Given that many debtors are reluctant to complete the debt collection process, it is critical to establish rapport with them. This can be accomplished not just through respectful, sympathetic, clear communication, but also through the channels of communication themselves.
Half the battle for a collector involves getting a hold of debtors themselves. There are huge technological investments in automated dialers, contact verification and efforts invested just within this first step of contact. However, these connections are often hostile and fail to progress collections.
That’s why while on a call, DCAs can both guide and encourage debtors with documentation and supporting calculation towards reaching an agreeable payment plan. The more collaborative the call, the more customers can complete action items while simultaneously being guided by the collector, the faster debtors can start paying through a debt management programme.
Due to the inherent sensitivity and stress of debt collection, it is critical to make processes as frictionless as possible. This means that document exchange, repayment plans, and calculations need to be shared in real-time – without requiring customers to get documents printed or scanned. Every time customers have to get off the phone and complete an action, the time to resolution is being prolonged. There is also a higher likelihood of the debtor sending incorrect or insufficient documentation, further fraying nerves, and delaying resolution.

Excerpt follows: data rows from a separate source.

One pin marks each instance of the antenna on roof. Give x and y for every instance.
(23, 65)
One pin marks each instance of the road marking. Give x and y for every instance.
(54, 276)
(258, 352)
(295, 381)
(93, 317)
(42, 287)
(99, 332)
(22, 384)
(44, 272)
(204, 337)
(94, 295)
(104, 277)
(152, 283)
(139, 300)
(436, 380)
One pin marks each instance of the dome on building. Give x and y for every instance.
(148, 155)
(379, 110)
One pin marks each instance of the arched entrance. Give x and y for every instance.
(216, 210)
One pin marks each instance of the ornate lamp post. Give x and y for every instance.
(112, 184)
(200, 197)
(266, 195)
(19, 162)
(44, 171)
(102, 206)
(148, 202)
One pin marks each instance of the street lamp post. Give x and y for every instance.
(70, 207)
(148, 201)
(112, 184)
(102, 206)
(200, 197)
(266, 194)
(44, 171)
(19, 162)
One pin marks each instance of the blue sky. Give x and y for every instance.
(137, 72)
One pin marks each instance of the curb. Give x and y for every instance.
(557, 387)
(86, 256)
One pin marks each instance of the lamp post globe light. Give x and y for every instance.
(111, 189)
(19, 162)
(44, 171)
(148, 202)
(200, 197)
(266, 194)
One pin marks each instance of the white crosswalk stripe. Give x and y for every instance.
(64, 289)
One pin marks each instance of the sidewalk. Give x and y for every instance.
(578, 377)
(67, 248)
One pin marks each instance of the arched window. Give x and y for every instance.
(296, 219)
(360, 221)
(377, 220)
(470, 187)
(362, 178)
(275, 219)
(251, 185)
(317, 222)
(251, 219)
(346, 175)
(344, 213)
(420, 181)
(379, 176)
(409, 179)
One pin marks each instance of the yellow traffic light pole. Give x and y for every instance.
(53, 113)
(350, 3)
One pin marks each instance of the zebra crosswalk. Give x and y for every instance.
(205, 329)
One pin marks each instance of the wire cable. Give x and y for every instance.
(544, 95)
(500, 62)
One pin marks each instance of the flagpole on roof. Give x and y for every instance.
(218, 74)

Rather than leaving debtors alone to panic, DCAs can make it easy for them to settle their dues. For instance, DCAs can offer 1-click technology that allows debtors to easily and digitally calculate repayment schedules and sign up for debt management programmes.
Built For First-Call Repayment Agreement
Debtors frequently complain about the abundance of calls from collectors, which frequently border on harassment. There are no laws regulating the frequency of these calls, but this way of managing debtors is largely ineffective. It wastes debt collectors’ time, and increases the animosity between both parties, making it less likely that a satisfactory debt management programme can be instated within a reasonable period. Bombarding debtors with calls is a lose-lose strategy, especially because there is a better way.
An efficient in-call technology system can minimise the number of calls required to get a customer to join a debt management programme. By empowering debtors to complete more processes within the call, DCAs can reduce or even eliminate the need for repeat calls. This reduces customer antagonism, fosters cooperation, and allows collectors to move onto their next client.
A Golden Opportunity For More Efficient Debt Collection
By adopting digital customer-facing technology, debt collection processes can be re-imagined to be more efficient, productive, and customer-centric. These solutions ensure that debt collectors can be effective regardless of their debtors’ location at the moment the call is made, and collaboratively and instantly move to action items in the collection process.
DCAs can apply these principles and technologies to a variety of debt collection tasks including real-time and collaborative repayment plans, approval of repayment terms and conditions, and even in-call, instant payments. Within these areas, collectors can communicate with the debtor while payments are being processed to eliminate any potential confusion that may arise.